The Falcons' team of Thomas Tallerico, Courtland Harris, Fola Shokunbi and Kyle Graves came from behind to capture the Championship of America title with a time of 10 minutes, 9.6 seconds. Good Counsel's win marked the first time in 46 years a Maryland team won the distance medley at the Penn Relays, one of the nation's most prestigious track meets with a history that spans 116 years. The last state team to do it was Kenwood High of Essex, Md., in 1964.
Good Counsel distance coach Kevin Graves said the team came together by chance as the program was hoping to form a 3,200-meter relay team.
"Basically this team came together because we didn't know how it could work to have a [3,200 relay] team with one of the runners not being a true 800 [meter] runner," Kevin Graves said. "Kyle is a distance runner and Thomas and Fola both do middle distance. But this team had chemistry."
The Falcons' improvisation has worked to perfection ever since the indoor campaign. The same group ran 10:37 to qualify for the Nike Indoor Nationals in March. Although the team finished out of the top ten at that meet (10:23), the group had a good feeling about the future.
"We figured we would have a good day because we had in our head that we were going to run somewhere around 10:07," Kyle Graves said.
Tallerico started the race running the 1,200-meter leg.
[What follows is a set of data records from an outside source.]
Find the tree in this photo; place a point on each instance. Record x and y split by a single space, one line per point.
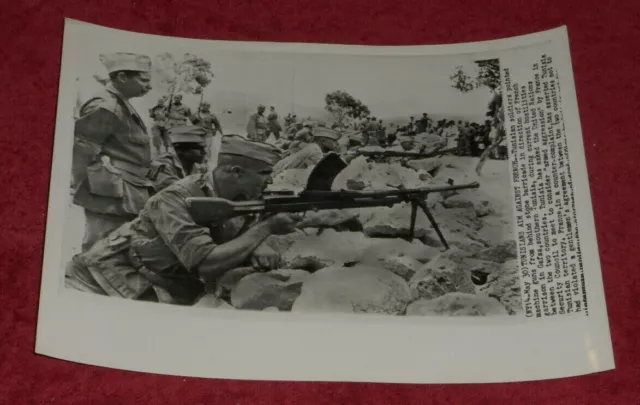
191 74
487 75
343 106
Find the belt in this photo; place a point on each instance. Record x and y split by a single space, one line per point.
132 168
By the time he handed off to Harris, the Falcons were in fifth place after Tallerico moved up a number of places in the final 100 meters of his leg.
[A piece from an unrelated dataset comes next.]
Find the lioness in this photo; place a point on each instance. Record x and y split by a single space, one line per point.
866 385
But Harris, who Good Counsel head coach Budd Crutchfield said "consistently runs 47 [seconds in the 400 meters]," didn't sweat the deficit.
"Honestly, I didn't think anybody that was in front of me could beat me or was faster," Harris said. "I felt like I couldn't lose."
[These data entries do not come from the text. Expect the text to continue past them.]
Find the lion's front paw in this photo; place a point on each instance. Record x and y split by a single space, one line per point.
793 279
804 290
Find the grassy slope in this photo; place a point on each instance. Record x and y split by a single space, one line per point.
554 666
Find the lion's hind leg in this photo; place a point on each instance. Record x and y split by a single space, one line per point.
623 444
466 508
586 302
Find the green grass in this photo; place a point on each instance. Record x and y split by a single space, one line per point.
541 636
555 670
By the time Shokunbi got the baton for the 800 leg, things really started to click for the Falcons, who were running in a neck-and-neck tie for second place. Perhaps what put Good Counsel over the top was the fact that Shokunbi ran a personal-best time in the 800. His split was 1:55, two seconds faster than his personal record, Crutchfield said.
Shokunbi held strong and kept the Falcons in second place when he handed the baton to Graves to run the final 1,600-meter leg, and Graves quickly seized the opportunity.
Just a few weeks ago at the Florida Relays, Graves ran 4:12 in the 1,600 meters. Graves trailed Otis Ubriaco of Liverpool High (N.Y.) by about 7 meters when he got the baton. But by the second lap, Graves had the lead for good.
On the final turn, Ubriaco pulled even with Graves but could not stay with him.
"I knew he was right behind me. He came up on me at the end and that was just motivation for me," Graves said.